Defence chiefs have warned against Britain becoming enmeshed in the mission against Islamists in Mali, pointing out that any action could be drawn-out and require significantly greater resources than have so far been deployed.
The most senior commanders are due to make their apprehension clear at a meeting of the National Security Council with the Prime Minister today. They have the backing of the Defence Secretary, Philip Hammond.
Following three days of French air strikes in Mali, the Islamists launched a counter-offensive yesterday showing they are not a spent force. They attacked government positions in the central town of Diabaly after crossing a river in small groups under cover of darkness. British resources are already stretched, with two RAF transport aircraft having to be diverted from Afghanistan to carry French equipment equipment to Mali. There is a shortage of such aircraft and they are being used to their full capacity. One of the Boeing C-17 Globemasters, hailed by David Cameron yesterday as "our most advanced and capable transport plane", broke down a few minutes later in Paris, en route to Africa.
Some of the military top brass took part in operations in another West African country, Sierra Leone, where prompt action by the then-Brigadier David Richards, now the Chief of the Defence Staff, stopped rebel fighters from taking over the capital, Freetown. But a more protracted campaign was needed, including the rescue of British soldiers kidnapped by one guerrilla group, the West Side Boys.
Defence sources pointed out that the French had already had to revise their original plans for intervention after meeting more resistance than expected. François Hollande's government has sent extra troops and asked for help from the US and Denmark as well as the UK. About 1,800 other soldiers will be sent by Mali's neighbours. Defence sources dismissed reports that British military instructors were being sent immediately to Mali's capital, Bamako, and that unmanned drones were on stand-by.
Mark Simmonds, the Africa minister, last night ruled out a deployment of British troops alongside French forces in Mali. In a statement to the Commons he said Britain's role would be "limited" to logistical support.
"The Prime Minister has made categorically clear that the initial supporting deployment will be for a period of one week," Mr Simmonds said.
"He has also made clear that there will be no combat troops from the UK involved and we have no plans to provide more military assistance."
Mr Cameron said: "There is a very dangerous Islamist regime allied to al-Qa'ida in control of the north of [Mali]. It was threatening the south… and we should support the action the French have taken. So we were first out of the blocks, as it were, to say to the French, 'We'll help you, we'll work with you.'"
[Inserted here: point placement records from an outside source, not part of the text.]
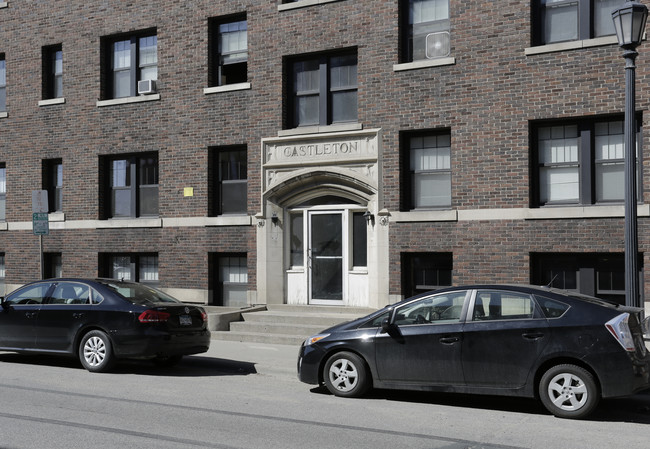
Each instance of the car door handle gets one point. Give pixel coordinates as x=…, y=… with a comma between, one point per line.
x=533, y=336
x=449, y=340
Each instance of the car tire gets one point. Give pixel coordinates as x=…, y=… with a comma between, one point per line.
x=96, y=352
x=345, y=374
x=569, y=391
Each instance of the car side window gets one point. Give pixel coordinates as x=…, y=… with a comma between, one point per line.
x=33, y=294
x=502, y=305
x=440, y=308
x=376, y=322
x=551, y=308
x=70, y=293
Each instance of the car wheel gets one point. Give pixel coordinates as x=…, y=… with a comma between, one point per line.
x=346, y=375
x=165, y=361
x=96, y=352
x=569, y=391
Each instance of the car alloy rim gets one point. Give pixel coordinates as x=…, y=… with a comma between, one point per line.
x=343, y=375
x=568, y=392
x=94, y=351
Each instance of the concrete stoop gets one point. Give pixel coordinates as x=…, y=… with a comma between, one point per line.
x=286, y=324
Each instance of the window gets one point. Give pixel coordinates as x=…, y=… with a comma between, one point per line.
x=297, y=223
x=229, y=275
x=53, y=183
x=427, y=182
x=3, y=274
x=228, y=51
x=53, y=265
x=52, y=72
x=601, y=274
x=580, y=162
x=359, y=240
x=71, y=293
x=132, y=183
x=425, y=29
x=323, y=90
x=128, y=59
x=425, y=271
x=440, y=308
x=130, y=267
x=3, y=192
x=30, y=295
x=3, y=83
x=502, y=305
x=569, y=20
x=229, y=182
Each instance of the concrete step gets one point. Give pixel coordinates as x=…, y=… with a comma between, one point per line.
x=276, y=328
x=255, y=337
x=286, y=324
x=301, y=318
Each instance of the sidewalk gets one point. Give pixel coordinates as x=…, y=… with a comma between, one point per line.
x=265, y=358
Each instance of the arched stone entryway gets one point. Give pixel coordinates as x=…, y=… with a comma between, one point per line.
x=319, y=241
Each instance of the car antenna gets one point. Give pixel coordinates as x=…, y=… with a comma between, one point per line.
x=550, y=284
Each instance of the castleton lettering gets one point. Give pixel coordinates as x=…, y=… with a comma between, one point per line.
x=320, y=149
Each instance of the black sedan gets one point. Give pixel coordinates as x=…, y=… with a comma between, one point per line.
x=566, y=349
x=101, y=321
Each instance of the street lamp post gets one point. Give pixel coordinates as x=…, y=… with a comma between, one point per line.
x=629, y=21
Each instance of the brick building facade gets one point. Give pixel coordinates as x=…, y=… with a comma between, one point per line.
x=317, y=151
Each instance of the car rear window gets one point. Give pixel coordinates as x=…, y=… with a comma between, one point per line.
x=551, y=308
x=140, y=294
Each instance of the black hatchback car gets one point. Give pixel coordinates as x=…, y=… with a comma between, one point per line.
x=100, y=321
x=566, y=349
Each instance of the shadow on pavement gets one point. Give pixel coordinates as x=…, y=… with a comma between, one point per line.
x=630, y=409
x=189, y=366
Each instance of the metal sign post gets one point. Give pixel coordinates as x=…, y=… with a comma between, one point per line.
x=40, y=222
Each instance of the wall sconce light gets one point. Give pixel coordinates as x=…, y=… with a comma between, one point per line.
x=370, y=218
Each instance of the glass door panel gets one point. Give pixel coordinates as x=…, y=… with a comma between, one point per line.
x=326, y=252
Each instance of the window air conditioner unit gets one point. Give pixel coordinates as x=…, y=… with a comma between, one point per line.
x=147, y=87
x=438, y=45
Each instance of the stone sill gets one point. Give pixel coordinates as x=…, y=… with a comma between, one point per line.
x=302, y=4
x=226, y=88
x=571, y=45
x=51, y=102
x=439, y=62
x=305, y=130
x=128, y=100
x=547, y=213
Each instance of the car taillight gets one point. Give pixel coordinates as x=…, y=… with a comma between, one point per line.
x=619, y=328
x=153, y=316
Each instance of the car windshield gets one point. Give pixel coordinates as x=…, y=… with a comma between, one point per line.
x=139, y=294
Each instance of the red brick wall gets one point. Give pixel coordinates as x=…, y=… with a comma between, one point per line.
x=487, y=99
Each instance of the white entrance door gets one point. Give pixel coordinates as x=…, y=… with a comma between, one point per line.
x=326, y=257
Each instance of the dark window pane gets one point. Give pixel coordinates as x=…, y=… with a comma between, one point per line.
x=359, y=240
x=149, y=200
x=297, y=248
x=233, y=197
x=121, y=202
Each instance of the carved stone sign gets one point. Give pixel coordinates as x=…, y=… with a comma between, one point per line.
x=354, y=153
x=330, y=149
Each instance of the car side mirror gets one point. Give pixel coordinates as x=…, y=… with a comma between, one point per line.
x=387, y=326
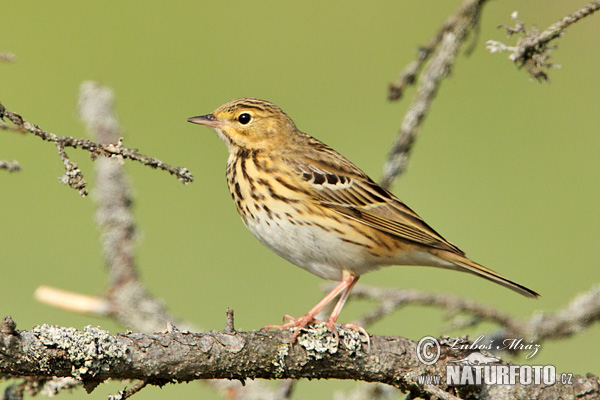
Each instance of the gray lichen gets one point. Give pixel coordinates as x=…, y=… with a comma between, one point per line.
x=90, y=351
Laurent Fabius, the French Foreign Minister, said France had "no desire to act alone" and that an emergency meeting of EU foreign ministers would be held this week.
The battle for Mail: how the fighting has escalated
10 January 2013: Islamist groups capture Konna. Mali’s interim President calls on France to help. Witnesses report arrival of foreign troops and weapons at military base in Sevare, 37 miles to the south.
11 January Government troops launch counter-offensive against Islamists backed by France, Nigeria and Senegal. President Hollande confirms French troops are ‘actively supporting’ operation.
12 January Dozens of Islamists killed as Konna is retaken by Malian army. French pilot is killed after helicopter is shot down in the fighting.
13 January France targets Islamist bases around the northern city of Gao. Niger, Togo and Benin say they will send troops, while Britain pledges logistical support. French warplanes target rebel positions near Daibaly, 250 miles from Bamako.
14 January Second British support plane leaves RAF Brize Norton but is delayed by technical fault in Paris. Islamists retake Diabaly. France admits things are ‘progressing well’ in the east but not in the west. Witnesses report rebels advancing from Mauritanian border where they had retreated under French air attack.